Everyone catches it, not only Trump and his minions. The Threat contrasts the independence of the FBI and justice department under Trump and Barack Obama, with McCabe saying “Obama probably came closest to [the] ideal. The current administration is … like nothing we’ve ever seen before.”

Pulling no punches, he takes to task Loretta Lynch, Obama’s second attorney general, for her refusal to recuse from the Clinton email investigation while attempting to maintain a show of being above it all. As McCabe sees it, Lynch and Sally Yates, then deputy attorney general, wrongly viewed “the investigation of Hillary Clinton … likely nominee of the Democratic party, who was being supported by the president of the United States, to whom they owed their jobs … as a case they could handle without prejudice”.

According to McCabe, Lynch and Yates “made a feckless compromise”. Specifically, “they designated career professionals in the National Security Division as decision-makers in this case but didn’t unambiguously commit to abide by those people’s decisions”. It was, he writes, “the worst possible choice afforded by the situation”.

It didn’t end there. There is Lynch’s meeting with Bill Clinton at the Phoenix airport and again McCabe does not mince words: “The tarmac meeting was a horrible lapse in judgment by Loretta Lynch. She should have recused herself … she did not – she made things worse.”

With the advantage of hindsight, McCabe is critical of the decision taken by Comey, his boss at the time, to publicly announce the FBI’s recommendation that no charges should be pursued against Hillary Clinton. In “retrospect”, as McCabe frames it, “perhaps I would have said to Comey, ‘Don’t do it. Let’s be the normal Bob Mueller, say-nothing FBI of old.’”

Instead, Mueller is special counsel, Trump roams the White House and America is treated to a nonstop crime drama. Yet, somehow, we are not entertained.

James Comey appears before the Senate intelligence committee, in June 2017.
James Comey appears before the Senate intelligence committee in June 2017. Photograph: Brendan Smialowski/AFP/Getty Images

As reported by the Guardian, McCabe breaks new ground by writing that the president “ordered” Rod Rosenstein, the deputy attorney general, “to write the memo justifying” the firing of Comey. Unmentioned is the spate of denials that emanated from the White House at the time concerning Trump’s involvement.

Sean Spicer and Sarah Sanders, presidential spokespeople, publicly absolved their boss.
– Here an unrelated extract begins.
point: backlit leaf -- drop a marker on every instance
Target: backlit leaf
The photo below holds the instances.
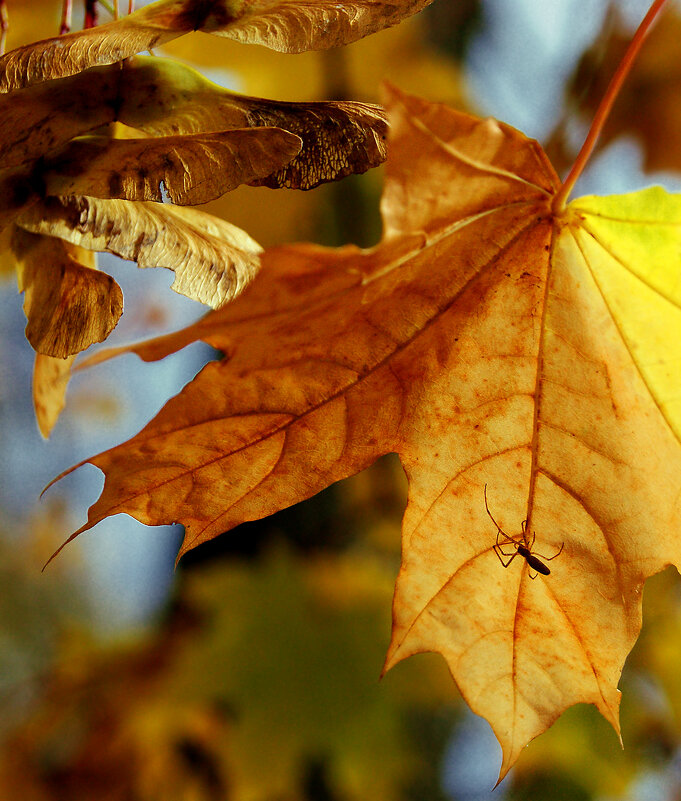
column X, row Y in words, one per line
column 490, row 342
As Sanders put it, Trump “did not direct” Rosenstein “to write the context of the memo, he asked him to make the comments that he already made into writing”.

While McCabe’s version of events may be questioned – Rosenstein has not challenged it – it is also worth remembering ex-White House staffer Cliff Sims’s take on Sanders, namely she “didn’t press as hard as she could have for the rock-bottom truth”. As for Spicer, his post-inaugural exercise in fan fiction earned him acid-dripping mockery on SNL.

McCabe fails to clear up the mystery surrounding reports attributed to his memos that in May 2017, in the aftermath of Trump firing Comey, Rosenstein weighed secretly recording the president and raised the possibility of invoking the 25th amendment in order to remove him. Likewise, McCabe does not address reports that he and Rosenstein each urged the other to step down in the aftermath of Rosenstein appointing Mueller as special counsel.

Instead, McCabe takes a shot at Rosenstein for his wish for advice on the appointment of a special counsel. In McCabe’s telling, Rosenstein said: “The one person I would like to talk about this situation is Jim Comey.” McCabe returned to his office, he writes, in a state approximating “shock”.

The Threat should leave the reader worried that our cold civil war is taking its toll on the US and its institutions. As Republicans regularly bash law enforcement, Democrats embrace the intelligence community. We are staring at a world turned upside down.